A Marriage of Figaro guest post from conductor Kathy Kelly
Act one, scene one: the chambermaid has just confessed to the manservant that, before they can marry, their lord and master intends to bed her. Just as they’ve worked through his angry and suspicious reaction to this news, she’s called away on an errand; they’ll have to steal a chance to talk later. “Coraggio, mio tesoro!” says Figaro as Susanna hurries away. “E tu, cervello!” she responds. “Courage, my love!” “And you, keep your wits about you!”
Faith in the power of reason and the courage to use it was boiling in the veins of Enlightenment-era Europeans. Vienna in 1786 was a conservative capital in major political and philosophical upheaval. Joseph II had succeeded his revered mother, the empress Maria Theresa, five years earlier, and had begun at once a series of remarkable reforms. He revamped the legal system, attempted in the face of heavy opposition to free the serfs, made education compulsory for boys and girls, instituted a firm policy of religious tolerance, and ended censorship of the theater. Most of these reforms would be reversed after his death, but the air of Vienna in the 1780s was charged with a spirit of optimism and possibility. In this atmosphere of reform, the emperor agreed that the poet of Vienna’s Italian theater, Lorenzo da Ponte, should make an operatic adaptation of Beaumarchais’ succès de scandale, Le mariage de Figaro. Mozart and Da Ponte probably began work on Le nozze di Figaro in summer 1785, scarcely a year after the play had delighted and shocked Paris.
If you know and love the opera, don’t miss the chance to read the original play. The Parisian Beaumarchais’ cynicism is nowhere to be found in Da Ponte’s libretto. But both works believe completely that happiness is possible through the power of logical minds, generous hearts, and courage of convictions. Individual disappointments are temporary, errant characters are brought back to balance through the loving wit of others, and new harmony seems possible.
Situations destabilize quickly when the inhabitants of Aguasfrescas dare to speak their minds, and we are privy to them working things out with combined reason and daring. Susanna takes the opera’s first dare when she tells Figaro about the Count’s plans: coraggio. Left alone, Figaro walks up to the edge of rage. “Sapró…sapró…ma piano!” he sings:
“I’ll…I’ll…but wait!” No unthinking violence for him, but rather technique, skill, and patience. Cervello.
Figaro’s plan to entrap his employer involves Susanna, the Count’s wife, and the page Cherubino. The young page dares, when alone with the Countess, to confess his love to her. When the Count returns and Cherubino and Susanna are both hiding in the Countess’ chamber, we’re watching classic French bedroom farce. But Cherubino’s confession has charged the air, and the Countess is able to openly accuse her husband and give voice to her hurt and despair. When she returns after intermission, she’s revamped Figaro’s plan without his knowledge. In her remarkable aria “Dove sono”, she reflects again on the injustices of her husband’s behavior, but resolves that hope lies in her own constancy – her own coraggio.

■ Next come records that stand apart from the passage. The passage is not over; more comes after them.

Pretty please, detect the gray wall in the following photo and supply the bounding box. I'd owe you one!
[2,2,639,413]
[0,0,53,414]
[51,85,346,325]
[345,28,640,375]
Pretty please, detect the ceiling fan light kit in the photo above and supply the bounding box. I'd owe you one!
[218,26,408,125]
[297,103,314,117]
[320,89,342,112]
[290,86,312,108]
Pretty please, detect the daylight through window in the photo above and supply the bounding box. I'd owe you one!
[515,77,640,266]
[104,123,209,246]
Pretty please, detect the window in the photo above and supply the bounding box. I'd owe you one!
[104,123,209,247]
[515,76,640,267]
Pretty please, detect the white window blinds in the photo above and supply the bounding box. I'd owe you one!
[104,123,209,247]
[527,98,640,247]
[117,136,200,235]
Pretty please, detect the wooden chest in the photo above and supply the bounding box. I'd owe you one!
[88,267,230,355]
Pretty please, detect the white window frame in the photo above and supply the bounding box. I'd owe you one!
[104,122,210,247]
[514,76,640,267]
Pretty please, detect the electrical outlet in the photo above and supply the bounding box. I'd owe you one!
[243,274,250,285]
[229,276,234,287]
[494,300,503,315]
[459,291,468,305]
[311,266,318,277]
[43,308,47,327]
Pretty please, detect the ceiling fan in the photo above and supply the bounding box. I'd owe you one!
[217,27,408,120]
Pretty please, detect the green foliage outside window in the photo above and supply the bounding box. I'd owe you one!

Marcellina and Bartolo, friend and employer from Figaro’s days in Seville, show up at the estate. Figaro owes Marcellina money, and had promised to marry her if he couldn’t pay up. Now she’s taken the chance to hold him to his promise. This act threatens to torpedo everybody’s hopes, but ends up revealing the greatest surprise in the opera. On the off chance that you don’t know the story, I’m not going into any further detail, because it truly is a beautiful surprise! And it’s another example of someone shaking things up through their own daring, and that shakeup giving way to a world of greater harmony.
What about the master of the house, our Count Almaviva? He thinks he should get what he wants simply because he is the master. “Vedró mentr’io sospiro felice un servo mio?” he asks – “should I watch my servant be happy when I am not?” All the wit and courage he has will go for nothing in such a small and selfish pursuit of happiness. Caught by his household at the opera’s conclusion, he performs what is perhaps the day’s most profound act of courage: he asks his wife for forgiveness in a musical phrase of total simplicity. This “Contessa, perdono” often gets a laugh from the audience, which is disappointing (and even maddening) to those who feel worshipful about the music. But it’s an honest reaction, because the Count’s request is truly ridiculous. He doesn’t deserve to be forgiven. And yet, this man who has not acted with humility since the curtain went up sees that humility is his only choice, and the master gains the courage to kneel.
Coraggio e cervello, in the service of the most powerful amor.
All the rightful couples are restored to one another, and join in singing that only love could bring such a crazy day to its best conclusion. The revolutionary idea that all – master and servant, man and woman, young and old – are free to speak and act in their own interests will challenge the social order. And yet, at the end of the day, the household, the human community at its heart, is preserved.